The user can then be retrieved on the server side like this:
ServiceSecurityContext.Current.WindowsIdentity
Please make sure the following configuration is there in service web.config.
<system.serviceModel>
<services>
<service name="MyWcf.Service1" behaviorConfiguration="MySvcBehavior">
<endpoint address="" binding="wsHttpBinding" contract="MyWcf.IService1" bindingConfiguration="MyWsHttpBinding"></endpoint>
</service>
</services>
<bindings>
<wsHttpBinding>
<binding name="MyWsHttpBinding">
<security mode="Message">
<transport clientCredentialType="Windows"/>
</security>
</binding>
</wsHttpBinding>
<basicHttpBinding>
<binding name="MyBasicBinding">
<security mode="Message">
<transport clientCredentialType="Windows" />
</security>
</binding>
</basicHttpBinding>
</bindings>
<behaviors>
<serviceBehaviors>
<behavior name="MySvcBehavior">
<!-- To avoid disclosing metadata information, set the values below to false before deployment -->
<serviceMetadata httpGetEnabled="true"/>
<!-- To receive exception details in faults for debugging purposes, set the value below to true. Set to false before deployment to avoid disclosing exception information -->
<serviceDebug includeExceptionDetailInFaults="false"/>
</behavior>
</serviceBehaviors>
</behaviors>
<serviceHostingEnvironment aspNetCompatibilityEnabled="true" multipleSiteBindingsEnabled="true" />
</system.serviceModel>
And in your client configuration file following should be there.
<system.serviceModel>
<bindings>
<wsHttpBinding>
<binding name="WSHttpBinding_IService1">
<security>
<transport clientCredentialType="Windows" />
<message clientCredentialType="Windows" />
</security>
</binding>
</wsHttpBinding>
</bindings>
<client>
<endpoint address="http://localhost/MyWcf/Service1.svc" binding="wsHttpBinding"

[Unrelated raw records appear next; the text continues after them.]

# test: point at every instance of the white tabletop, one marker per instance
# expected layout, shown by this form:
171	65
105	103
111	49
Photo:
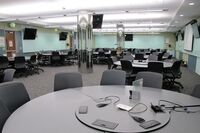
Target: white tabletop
144	64
55	112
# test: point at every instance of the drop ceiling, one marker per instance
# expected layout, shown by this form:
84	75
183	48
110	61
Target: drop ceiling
135	15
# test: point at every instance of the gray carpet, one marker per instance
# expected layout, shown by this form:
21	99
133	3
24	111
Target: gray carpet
41	84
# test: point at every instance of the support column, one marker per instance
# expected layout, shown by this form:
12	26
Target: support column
84	34
120	39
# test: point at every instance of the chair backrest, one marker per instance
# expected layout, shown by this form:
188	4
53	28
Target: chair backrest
4	62
196	91
176	69
20	62
13	95
153	57
4	114
150	79
139	56
128	57
160	55
155	67
126	66
113	77
8	75
67	80
33	58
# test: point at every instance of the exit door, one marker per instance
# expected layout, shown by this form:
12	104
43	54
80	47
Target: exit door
10	44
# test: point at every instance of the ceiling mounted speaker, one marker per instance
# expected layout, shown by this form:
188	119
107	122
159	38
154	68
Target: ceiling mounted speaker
12	25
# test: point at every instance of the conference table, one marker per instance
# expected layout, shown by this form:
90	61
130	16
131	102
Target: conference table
56	112
144	63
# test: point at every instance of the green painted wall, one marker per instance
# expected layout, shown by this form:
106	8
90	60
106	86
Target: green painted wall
153	41
44	41
47	39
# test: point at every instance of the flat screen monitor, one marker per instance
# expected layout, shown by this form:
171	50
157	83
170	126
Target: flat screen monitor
30	33
97	21
63	36
195	30
128	37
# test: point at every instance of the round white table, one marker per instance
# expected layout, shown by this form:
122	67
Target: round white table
144	64
55	112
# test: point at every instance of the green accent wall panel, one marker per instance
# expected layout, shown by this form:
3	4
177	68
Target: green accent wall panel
198	66
192	62
139	41
44	41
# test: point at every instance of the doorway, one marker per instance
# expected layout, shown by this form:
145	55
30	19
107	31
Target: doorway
10	44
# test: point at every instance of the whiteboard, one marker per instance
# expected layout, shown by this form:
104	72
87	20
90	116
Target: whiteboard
188	38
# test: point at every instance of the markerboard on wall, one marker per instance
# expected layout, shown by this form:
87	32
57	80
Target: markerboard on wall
2	42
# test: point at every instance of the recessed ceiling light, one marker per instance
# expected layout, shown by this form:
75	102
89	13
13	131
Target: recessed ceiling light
191	3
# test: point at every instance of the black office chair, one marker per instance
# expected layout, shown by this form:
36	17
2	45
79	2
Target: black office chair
67	80
160	56
13	95
172	74
101	58
128	68
113	77
150	79
55	58
8	75
196	91
4	63
4	114
155	67
21	66
33	64
139	57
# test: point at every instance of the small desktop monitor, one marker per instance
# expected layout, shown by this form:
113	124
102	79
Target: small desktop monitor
30	33
128	37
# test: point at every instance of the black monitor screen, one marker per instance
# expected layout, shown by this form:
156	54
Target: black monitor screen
29	34
128	37
63	36
195	30
97	21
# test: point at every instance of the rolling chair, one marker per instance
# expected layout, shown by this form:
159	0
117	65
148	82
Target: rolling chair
8	75
55	58
196	91
172	74
128	68
34	64
67	80
4	114
13	95
21	66
155	67
150	79
113	77
4	63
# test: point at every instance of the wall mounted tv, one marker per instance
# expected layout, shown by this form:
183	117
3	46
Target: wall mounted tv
29	33
128	37
63	36
195	30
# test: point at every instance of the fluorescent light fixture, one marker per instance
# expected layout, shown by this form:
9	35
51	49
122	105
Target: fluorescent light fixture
71	19
49	6
191	3
133	16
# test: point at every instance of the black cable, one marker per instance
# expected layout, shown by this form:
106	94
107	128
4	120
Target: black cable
173	108
129	112
118	98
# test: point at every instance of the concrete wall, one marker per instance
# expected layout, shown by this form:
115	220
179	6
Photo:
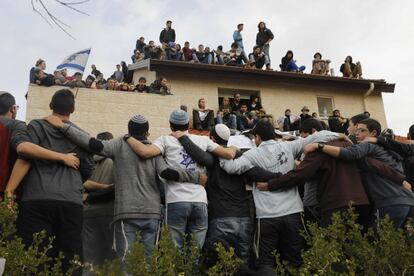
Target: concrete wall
277	97
101	110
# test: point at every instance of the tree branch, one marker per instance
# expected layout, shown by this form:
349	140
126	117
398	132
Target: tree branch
51	19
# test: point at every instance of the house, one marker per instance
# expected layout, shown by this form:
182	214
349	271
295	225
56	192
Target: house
102	110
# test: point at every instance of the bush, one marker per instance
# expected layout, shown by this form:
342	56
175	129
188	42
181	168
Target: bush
31	260
340	249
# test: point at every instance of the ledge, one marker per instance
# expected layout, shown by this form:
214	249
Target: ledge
221	71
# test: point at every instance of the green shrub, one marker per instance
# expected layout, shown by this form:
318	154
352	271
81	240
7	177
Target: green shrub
31	260
340	249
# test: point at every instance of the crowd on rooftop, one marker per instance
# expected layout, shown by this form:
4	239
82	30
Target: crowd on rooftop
169	49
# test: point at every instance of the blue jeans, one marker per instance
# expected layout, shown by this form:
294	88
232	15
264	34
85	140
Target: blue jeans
126	234
187	218
231	121
265	50
208	59
241	228
293	67
397	213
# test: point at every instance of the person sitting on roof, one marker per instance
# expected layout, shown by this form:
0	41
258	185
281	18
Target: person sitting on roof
137	56
173	51
140	44
219	58
203	118
234	56
40	64
202	56
59	78
225	114
351	70
160	86
43	78
187	52
142	85
320	66
77	81
257	59
289	122
152	51
112	84
289	64
90	82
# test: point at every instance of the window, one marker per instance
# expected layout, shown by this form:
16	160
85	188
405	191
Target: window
325	106
244	94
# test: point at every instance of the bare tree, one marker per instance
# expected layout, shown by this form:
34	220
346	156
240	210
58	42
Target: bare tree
42	9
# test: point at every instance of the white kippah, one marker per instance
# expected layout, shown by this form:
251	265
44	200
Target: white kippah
222	131
139	119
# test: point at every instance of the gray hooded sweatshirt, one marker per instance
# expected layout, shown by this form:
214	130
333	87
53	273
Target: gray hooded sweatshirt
136	180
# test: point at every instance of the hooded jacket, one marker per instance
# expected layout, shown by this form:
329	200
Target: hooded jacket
136	180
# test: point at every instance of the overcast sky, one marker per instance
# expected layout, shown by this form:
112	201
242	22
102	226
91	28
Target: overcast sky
379	34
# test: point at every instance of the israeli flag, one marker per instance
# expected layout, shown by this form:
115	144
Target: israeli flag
76	61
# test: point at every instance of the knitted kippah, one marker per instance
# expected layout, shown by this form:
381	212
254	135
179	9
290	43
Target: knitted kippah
179	117
222	131
139	119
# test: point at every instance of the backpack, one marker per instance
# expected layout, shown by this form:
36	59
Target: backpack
5	157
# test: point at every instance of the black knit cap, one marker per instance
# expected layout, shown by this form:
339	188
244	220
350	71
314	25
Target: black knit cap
265	130
138	126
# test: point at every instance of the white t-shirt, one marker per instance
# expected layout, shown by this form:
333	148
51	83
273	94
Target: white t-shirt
176	156
203	114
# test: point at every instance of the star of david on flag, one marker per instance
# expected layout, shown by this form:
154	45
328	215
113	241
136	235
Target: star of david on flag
76	61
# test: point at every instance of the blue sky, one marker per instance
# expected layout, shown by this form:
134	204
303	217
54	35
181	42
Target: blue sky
377	33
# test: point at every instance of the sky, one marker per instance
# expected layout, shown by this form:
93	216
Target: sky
379	34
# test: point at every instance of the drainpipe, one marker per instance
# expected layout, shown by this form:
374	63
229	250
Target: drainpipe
369	92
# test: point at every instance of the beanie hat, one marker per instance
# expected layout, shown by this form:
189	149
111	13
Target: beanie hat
265	130
138	125
179	117
222	131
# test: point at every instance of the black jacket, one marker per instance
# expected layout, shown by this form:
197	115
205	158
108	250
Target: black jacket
263	37
167	36
226	193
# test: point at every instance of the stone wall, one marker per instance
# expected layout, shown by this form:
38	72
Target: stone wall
101	110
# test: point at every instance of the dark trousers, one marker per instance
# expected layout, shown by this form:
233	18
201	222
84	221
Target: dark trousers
282	234
97	239
61	220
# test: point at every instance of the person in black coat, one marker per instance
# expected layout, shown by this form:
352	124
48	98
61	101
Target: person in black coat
263	38
167	34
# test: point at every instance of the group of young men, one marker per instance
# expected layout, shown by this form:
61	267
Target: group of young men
196	183
238	115
236	56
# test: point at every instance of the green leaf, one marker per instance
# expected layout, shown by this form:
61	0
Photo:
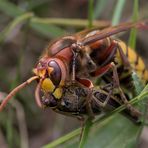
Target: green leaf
99	6
17	21
10	9
47	30
133	33
109	131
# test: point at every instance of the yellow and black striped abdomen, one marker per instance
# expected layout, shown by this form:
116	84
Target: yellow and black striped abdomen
135	61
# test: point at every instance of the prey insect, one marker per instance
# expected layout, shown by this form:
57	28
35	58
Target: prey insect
88	54
73	102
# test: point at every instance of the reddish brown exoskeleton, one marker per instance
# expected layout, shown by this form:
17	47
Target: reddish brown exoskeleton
78	57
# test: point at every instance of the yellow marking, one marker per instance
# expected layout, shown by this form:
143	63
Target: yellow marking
47	85
58	93
50	69
132	57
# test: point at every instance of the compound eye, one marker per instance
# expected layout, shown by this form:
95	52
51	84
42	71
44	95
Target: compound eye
55	75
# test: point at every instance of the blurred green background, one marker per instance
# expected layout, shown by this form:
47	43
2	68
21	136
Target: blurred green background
26	28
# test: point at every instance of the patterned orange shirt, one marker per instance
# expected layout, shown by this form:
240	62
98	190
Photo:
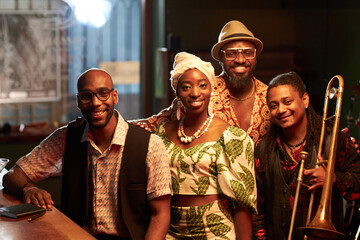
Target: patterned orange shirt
220	100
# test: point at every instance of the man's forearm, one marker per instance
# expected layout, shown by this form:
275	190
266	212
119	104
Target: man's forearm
158	228
15	180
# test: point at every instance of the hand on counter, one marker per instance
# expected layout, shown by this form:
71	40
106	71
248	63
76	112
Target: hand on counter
37	196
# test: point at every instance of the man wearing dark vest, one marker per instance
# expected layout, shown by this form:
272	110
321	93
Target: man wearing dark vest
115	176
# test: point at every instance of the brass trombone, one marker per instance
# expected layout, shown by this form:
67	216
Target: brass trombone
321	225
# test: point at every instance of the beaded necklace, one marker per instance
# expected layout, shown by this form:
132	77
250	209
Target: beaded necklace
203	129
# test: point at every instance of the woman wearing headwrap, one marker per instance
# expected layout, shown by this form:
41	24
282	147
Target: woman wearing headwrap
212	163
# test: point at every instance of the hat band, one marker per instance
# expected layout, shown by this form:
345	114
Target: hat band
237	35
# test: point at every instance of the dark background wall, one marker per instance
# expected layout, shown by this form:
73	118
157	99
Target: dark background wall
317	39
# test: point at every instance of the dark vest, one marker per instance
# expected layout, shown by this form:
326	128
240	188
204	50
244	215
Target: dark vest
132	197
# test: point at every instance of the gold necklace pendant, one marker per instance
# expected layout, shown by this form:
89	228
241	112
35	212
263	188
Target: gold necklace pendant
201	131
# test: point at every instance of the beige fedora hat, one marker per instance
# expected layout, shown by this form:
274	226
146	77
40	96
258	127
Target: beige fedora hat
235	30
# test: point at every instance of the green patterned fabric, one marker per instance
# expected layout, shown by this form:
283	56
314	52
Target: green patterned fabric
224	167
210	221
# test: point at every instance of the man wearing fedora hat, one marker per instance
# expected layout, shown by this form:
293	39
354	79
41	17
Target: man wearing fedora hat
237	96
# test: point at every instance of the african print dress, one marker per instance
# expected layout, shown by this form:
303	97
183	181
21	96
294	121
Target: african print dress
224	167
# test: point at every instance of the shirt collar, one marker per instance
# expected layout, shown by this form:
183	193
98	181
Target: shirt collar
119	135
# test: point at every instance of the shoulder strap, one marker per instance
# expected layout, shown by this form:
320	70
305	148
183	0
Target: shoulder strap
133	181
74	190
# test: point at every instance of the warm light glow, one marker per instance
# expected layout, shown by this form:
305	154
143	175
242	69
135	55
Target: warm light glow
92	12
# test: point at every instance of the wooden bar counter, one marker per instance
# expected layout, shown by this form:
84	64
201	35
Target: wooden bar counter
53	225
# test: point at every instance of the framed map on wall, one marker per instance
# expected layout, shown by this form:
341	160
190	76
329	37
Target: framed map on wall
29	57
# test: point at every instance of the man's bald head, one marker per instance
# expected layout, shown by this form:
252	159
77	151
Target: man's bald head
94	74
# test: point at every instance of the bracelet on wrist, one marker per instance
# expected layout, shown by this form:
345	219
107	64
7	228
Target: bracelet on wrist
27	187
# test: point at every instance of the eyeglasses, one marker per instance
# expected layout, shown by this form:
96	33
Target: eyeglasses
232	53
102	94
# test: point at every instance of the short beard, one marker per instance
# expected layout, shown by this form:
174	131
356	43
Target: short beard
239	80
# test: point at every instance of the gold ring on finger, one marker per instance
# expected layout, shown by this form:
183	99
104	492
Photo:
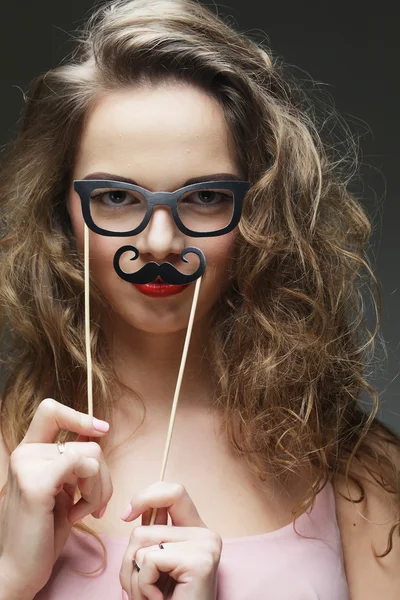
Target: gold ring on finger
135	565
61	447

bindingConfiguration="WSHttpBinding_IService1" contract="MyWCFService.IService1"
name="WSHttpBinding_IService1">
</endpoint>
</client>
</system.serviceModel>
I tried by passing System.Net.CredentialCache.DefaultNetworkCredentials
using above configuration and working fine for me. If it's not working for you then put debug point on line which passing credential and watch that System.Net.CredentialCache.DefaultNetworkCredentials
Domain, UserName & Password values are blank or not. If Blank then it should work.
回答3:
I assume that if you're looking within your CredentialCache.DefaultNetworkCredentials
attribut you won't see the credential information.
From Microsoft website : The authentication informations return by the DefaultNetworkCredentials property will be only available for NTLM, Negotiate or Kerberos authentication.
To get your credential you need to implement this authentication.
You can use it by using impersonation wihtin your intranet application. Impersonation allow your intranet application to be executed by the user of this one.